The next morning, the Gardener awoke and went on his usual walk to inspect the Garden. As he reached a far corner of The Land he found the sneaky artichoke bending over a plant.
“Good morning little artichoke,” said the Gardner. “What have you there?” The artichoke trembled.
“Just a ... a ... little project, Great Gardener. Please ... don’t trouble yourself with it.” Immediately the Gardener was suspicious.
“I see, I see, let’s have a look, shall we?” said the Gardner. And what he beheld shocked him to his core. For a Weed had emerged in his perfect Garden. A Weed where none had grown before. And worse, it was sentient. But the Weed was a nasty sort, and the moment it saw the Gardener it cursed and spat at his feet. The Words of Awakening mumbled during the Gardener’s sleep had been misunderstood by the artichoke and this twisted creation was the result.

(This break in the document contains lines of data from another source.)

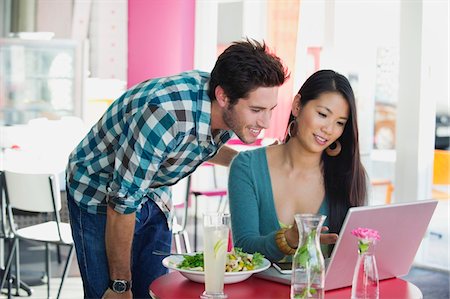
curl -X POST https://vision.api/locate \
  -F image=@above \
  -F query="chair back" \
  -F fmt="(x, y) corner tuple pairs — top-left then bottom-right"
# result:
(4, 170), (61, 213)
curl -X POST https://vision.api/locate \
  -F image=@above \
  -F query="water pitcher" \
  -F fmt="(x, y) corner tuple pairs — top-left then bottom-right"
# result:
(291, 214), (326, 299)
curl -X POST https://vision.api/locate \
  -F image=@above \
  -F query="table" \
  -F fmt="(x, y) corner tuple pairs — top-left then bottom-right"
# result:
(149, 271), (422, 299)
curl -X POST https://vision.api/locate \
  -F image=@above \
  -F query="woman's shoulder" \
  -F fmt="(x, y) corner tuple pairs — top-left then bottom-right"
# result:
(233, 147), (266, 163)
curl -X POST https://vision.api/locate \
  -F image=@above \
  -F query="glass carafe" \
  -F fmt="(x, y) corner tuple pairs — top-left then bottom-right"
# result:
(291, 214), (326, 299)
(351, 242), (379, 299)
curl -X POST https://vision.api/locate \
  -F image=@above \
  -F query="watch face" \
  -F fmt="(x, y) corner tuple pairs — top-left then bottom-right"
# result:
(112, 280), (127, 293)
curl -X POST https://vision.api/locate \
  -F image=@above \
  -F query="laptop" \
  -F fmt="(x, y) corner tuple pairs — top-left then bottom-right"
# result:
(254, 200), (438, 291)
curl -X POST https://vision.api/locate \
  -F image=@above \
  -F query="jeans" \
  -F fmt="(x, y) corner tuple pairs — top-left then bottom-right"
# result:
(67, 193), (172, 298)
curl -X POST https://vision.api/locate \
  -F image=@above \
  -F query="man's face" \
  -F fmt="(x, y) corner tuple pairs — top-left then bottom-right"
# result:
(222, 87), (278, 144)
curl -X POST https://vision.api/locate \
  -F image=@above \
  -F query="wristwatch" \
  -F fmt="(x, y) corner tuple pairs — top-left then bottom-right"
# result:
(109, 279), (131, 294)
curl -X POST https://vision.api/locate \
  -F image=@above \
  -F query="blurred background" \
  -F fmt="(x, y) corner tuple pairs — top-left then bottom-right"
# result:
(0, 0), (450, 298)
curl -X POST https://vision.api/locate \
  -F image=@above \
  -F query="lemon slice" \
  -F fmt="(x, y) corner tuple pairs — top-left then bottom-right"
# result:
(214, 239), (227, 257)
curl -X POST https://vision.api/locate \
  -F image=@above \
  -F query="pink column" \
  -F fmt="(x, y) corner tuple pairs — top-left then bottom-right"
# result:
(128, 0), (195, 87)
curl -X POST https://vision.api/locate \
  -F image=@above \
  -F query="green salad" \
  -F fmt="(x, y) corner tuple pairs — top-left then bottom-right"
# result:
(177, 248), (264, 272)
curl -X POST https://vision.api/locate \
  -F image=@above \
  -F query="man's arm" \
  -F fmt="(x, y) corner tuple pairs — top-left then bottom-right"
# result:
(103, 205), (136, 298)
(208, 145), (238, 166)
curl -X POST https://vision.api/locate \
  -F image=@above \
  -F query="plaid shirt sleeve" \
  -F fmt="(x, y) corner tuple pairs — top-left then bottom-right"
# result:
(108, 106), (178, 214)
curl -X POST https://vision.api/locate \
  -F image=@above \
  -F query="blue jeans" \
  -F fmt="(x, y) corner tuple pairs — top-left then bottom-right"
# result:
(67, 193), (172, 298)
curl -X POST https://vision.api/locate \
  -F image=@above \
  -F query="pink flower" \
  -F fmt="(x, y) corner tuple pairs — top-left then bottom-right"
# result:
(352, 227), (381, 242)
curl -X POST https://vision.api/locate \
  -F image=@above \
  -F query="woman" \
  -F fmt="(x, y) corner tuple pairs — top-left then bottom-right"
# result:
(228, 70), (367, 261)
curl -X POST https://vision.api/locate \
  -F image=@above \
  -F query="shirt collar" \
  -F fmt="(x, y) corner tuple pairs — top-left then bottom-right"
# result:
(196, 76), (232, 145)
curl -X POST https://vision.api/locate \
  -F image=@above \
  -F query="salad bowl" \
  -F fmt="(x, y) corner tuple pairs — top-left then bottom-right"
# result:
(162, 253), (270, 284)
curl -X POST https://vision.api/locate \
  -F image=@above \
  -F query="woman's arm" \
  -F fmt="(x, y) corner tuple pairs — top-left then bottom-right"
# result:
(228, 152), (284, 261)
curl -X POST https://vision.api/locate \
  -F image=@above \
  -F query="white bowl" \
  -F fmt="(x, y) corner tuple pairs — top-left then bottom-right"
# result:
(162, 253), (270, 284)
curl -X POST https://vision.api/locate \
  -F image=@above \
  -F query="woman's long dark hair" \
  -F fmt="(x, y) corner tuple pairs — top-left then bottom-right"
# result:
(285, 70), (367, 233)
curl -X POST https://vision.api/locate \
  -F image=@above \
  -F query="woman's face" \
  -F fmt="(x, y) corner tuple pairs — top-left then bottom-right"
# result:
(293, 92), (350, 153)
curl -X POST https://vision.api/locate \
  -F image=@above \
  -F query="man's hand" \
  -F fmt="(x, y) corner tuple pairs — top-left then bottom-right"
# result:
(102, 288), (133, 299)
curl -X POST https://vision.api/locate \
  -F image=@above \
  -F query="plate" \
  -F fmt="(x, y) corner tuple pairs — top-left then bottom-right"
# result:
(162, 253), (270, 284)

“What is this?!” demanded the Gardener. “How did this happen? What did you do?”
“I only wanted to create something of my own,” the artichoke said, shaking. “You wouldn’t let me! I used this plant I found. I never saw you care for one of these, so I didn’t think you would care what I did with it. It’s mine now.”
“Oh yes,” said the Gardener. “It is yours now and forever. And I hope you enjoy each others company, because it is all the company you will know! I banish you from the Garden forever! And all artichokes shall bear a stench henceforth, and shall be cursed for their flavor unless they find themselves in a dip with plenty of cheese and maybe some spinach (I should write that down ...)! Now go!”
And so the little artichoke picked up his nasty, spitting creation, exited the Garden’s mighty gate and walked into lands unknown.